そして、もしかしたら牧野自身が、そのような自己の資質を意識して、それを認めたうえで制作したのが『海と戦さ』(右下図)という作品ではないかと思います。そこでは、ここの場面の「ものがたり」が生まれてくるのを最大限に生かして、それらを並列的にならべて、見る人がそれらから「ものがたり」を紡ぐに任せることができるように全体の画面構成が余裕を創り出しています。そして、全体して海での戦という大雑把なイメージが漠然と浮き上がってくるような「ものがたり」を創り出しているようにみえます。そこには、ダヴィッドの場合とは全く違う秩序、ダヴィッドより、もっと自由で融通無碍な秩序を感じます。そのおおきな理由は、ダヴィッドの作品ナポレオンのような絶対的な存在というのか、中心がいない点です。牧野の作品の中でも、前に見た二つの作品では中心となるテーマを具現するような中心的な存在がありましたが、この作品では、それがありません。つまりは、部分の集積が全体を構成するような設計が為されているという作りを、意識してつくったのではないか。そこで、牧野本人も制約を感じることなく、個々の部分を好きなように執拗に描き込むことができて、作品をつくることができたのではないかという「ものがたり」を捏造してしまいました。

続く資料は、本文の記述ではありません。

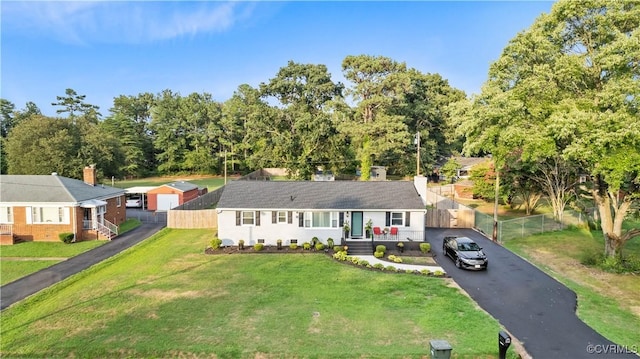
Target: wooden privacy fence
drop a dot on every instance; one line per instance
(184, 219)
(197, 213)
(443, 212)
(450, 218)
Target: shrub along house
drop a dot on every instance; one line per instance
(40, 207)
(295, 212)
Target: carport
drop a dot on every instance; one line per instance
(142, 191)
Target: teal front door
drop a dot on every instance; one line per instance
(356, 224)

さて、ここから、今回のシリーズ?で恒例?としている妄想の「ものがたり」の捏造による、まとめに入ります。前回の裸婦像を見たときに、牧野は現実には存在しないとされている様々なものを実際に見ていたのではないかという「ものがたり」をつくりました。ここでは、そうものが画面から溢れんばかりの作品に触れてきて、捏造した「ものがたり」です。牧野が現実に見えないものを見たとしても、それは日常的に常時見ていたというのではなく、実際にそうだとしたら、現実の社会生活を送るのは不可能で、狂人となってしまう他はありません。彼が、そういうものを見ていたのは、描くという行為、しかも、描くという行為に没頭して我を失ってしまうようなときに、ふっと現実世界の壁をすり抜けて異次元の風景を見ることができたのではないか、ということです。異次元と言っても、彼の作品を見れば特別に遠い所にあるのではなく、すぐ手の届くところにあって、いまの場所に腰を落ち着けていても触れることのできるような身近なところに、実はあるようです。しかし、現実という壁があって、我々は、普通はその壁に囲まれて、その向こうを垣間見ることもできない。しかし、牧野の描くという行為は、おそらく彼自身の作品構想を裏切ってしまうほど、本能的というのか感覚的、あるいは身体的なもので、客観的にものごとを距離を置いて測定するという理性を超えた、理性の機能をストップさせて、目の前の現実を現実として見ることを止めて、時間とか空間といったカントがいうような現実をみる物差しを放棄したところに、主観的に没入して触れられるものだったのではないか、そのときに牧野は描くという行為に没入することで、そういうことになっていたのではないか。だからこそ、今日、見た牧野の作品は、細部を描いているうちに筆が独りでに動き始めるかのように、どんどん細密な描写を始めてしまった、というものではないか、と思えるのです。よく小説家が、作品の中の登場人物が、作者の意図を超えて、ひとりでに動き始めてしまい、それを追いかけるのに苦労したというコメントをすることがあります。牧野の作品の場合は、比喩ではなくて、実際にそういうことが起こって、その挙句の果てに、現実には普通は、見えないはずのものが、描かれてしまった。そうでなければ、あれほど細密に、写実的に描かれるはずがありません。

 

■拾遺

前回までで、牧野邦夫についておおよその印象をまとめてみました。しかし、そこから擦り落ちてしまったものが、結構あって、これを黙っているのはもったいないと思って、とくにまとめることを考えずに、ここに印象に残った作品を取り上げて、順不同でお話ししていきたいと思います。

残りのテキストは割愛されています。